[Date Prev][Date Next][Thread Prev][Thread Next][Date Index][Thread Index]

Re: [idn] IDNA interoperability failures, once again



On Feb 13, "D. J. Bernstein" <djb@cr.yp.to> wrote:

 >Let's try another example: the ``show'' program in the UNIX MH/NMH
 >mail-handling system. Yes or no: Should this program convert domain
 >names from your special-purpose 7-bit character set to the local
 >character set? Again assume LANG=en_US.UTF-8, so this can be done.
This assumption is wrong. Most people whose primary language is not
english do not use Unicode and UTF-8 as their native character set but
some national charset like ISO-8859-1 or KOI8-R.
You may not like it, but the native character set for most people is not
UTF-8 and they will not switch to UTF-8 just to use IDN because they
would not be able to see accented letters in their plain text documents,
in email or usenet articles generated by broken microsoft software and
everywhere else a not identified charset is used.

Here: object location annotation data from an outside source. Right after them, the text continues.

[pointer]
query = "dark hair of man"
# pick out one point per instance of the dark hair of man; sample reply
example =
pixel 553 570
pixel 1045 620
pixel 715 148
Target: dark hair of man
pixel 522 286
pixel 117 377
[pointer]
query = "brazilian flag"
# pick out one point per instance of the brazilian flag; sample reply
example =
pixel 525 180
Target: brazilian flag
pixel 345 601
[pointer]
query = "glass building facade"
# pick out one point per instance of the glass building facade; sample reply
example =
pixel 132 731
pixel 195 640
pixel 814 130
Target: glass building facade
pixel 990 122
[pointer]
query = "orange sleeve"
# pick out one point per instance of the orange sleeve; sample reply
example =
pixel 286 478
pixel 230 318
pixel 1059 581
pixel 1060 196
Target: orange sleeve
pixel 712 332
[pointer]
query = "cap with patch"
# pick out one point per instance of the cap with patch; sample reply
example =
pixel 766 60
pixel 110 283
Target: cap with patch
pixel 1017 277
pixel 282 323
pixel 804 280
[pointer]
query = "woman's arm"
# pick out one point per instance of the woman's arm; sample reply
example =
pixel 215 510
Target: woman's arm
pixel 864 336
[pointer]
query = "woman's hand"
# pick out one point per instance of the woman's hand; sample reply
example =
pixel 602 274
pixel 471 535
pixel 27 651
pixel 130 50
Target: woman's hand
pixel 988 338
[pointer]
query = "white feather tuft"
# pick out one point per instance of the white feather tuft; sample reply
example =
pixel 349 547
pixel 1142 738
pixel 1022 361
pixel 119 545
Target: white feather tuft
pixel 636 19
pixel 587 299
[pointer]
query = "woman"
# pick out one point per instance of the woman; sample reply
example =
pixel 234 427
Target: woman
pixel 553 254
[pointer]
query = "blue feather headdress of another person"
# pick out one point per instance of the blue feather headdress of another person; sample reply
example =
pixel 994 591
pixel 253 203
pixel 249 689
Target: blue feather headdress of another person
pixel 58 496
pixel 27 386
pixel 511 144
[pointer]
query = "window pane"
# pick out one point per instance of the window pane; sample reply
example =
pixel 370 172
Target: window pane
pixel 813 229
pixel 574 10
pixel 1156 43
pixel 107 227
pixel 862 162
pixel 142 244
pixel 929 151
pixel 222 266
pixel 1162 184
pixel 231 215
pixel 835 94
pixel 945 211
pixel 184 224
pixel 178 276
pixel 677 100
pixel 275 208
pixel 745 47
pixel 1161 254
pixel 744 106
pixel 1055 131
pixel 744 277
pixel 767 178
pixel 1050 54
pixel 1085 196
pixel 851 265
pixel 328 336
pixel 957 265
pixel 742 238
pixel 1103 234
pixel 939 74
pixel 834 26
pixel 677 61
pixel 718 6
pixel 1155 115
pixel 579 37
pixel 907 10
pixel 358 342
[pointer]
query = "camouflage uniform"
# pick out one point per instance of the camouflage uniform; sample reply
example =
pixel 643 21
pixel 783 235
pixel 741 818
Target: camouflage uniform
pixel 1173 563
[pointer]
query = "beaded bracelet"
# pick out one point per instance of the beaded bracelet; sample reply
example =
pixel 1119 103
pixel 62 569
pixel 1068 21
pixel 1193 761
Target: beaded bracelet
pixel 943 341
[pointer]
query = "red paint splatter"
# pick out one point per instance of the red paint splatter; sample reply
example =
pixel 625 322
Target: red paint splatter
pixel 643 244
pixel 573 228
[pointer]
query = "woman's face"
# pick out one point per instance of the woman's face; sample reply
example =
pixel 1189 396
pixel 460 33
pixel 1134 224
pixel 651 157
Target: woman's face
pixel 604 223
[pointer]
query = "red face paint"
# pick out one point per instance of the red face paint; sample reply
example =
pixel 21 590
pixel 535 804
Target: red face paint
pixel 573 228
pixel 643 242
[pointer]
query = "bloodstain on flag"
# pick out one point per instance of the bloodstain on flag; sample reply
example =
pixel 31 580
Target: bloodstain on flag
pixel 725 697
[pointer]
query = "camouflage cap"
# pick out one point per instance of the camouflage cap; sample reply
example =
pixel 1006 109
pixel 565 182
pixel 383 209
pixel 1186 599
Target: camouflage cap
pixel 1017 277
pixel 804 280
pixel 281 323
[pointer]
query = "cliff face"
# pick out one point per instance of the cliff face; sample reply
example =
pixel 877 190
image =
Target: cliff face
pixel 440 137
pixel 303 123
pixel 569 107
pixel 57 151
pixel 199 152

I just looked at /usr/share/doc/locales/SUPPORTED.gz in my Debian
GNU/Linux workstation and the locales for which UTF-8 is not a second
choice are:

ar_IN
en_IN
fa_IR.UTF-8
hi_IN.UTF-8
mr_IN.UTF-8
ta_IN
te_IN
ur_PK 

md@wonderland:pts/0:~$zcat /usr/share/doc/locales/SUPPORTED.gz | sed -e 's/[\. @].*//' | sort | uniq | wc -l
    132
md@wonderland:pts/0:~$

Some locales may be missing, but 8 of 132 locales are not enough to
justify your assertion that everybody should just use UTF-8.

-- 
ciao,
Marco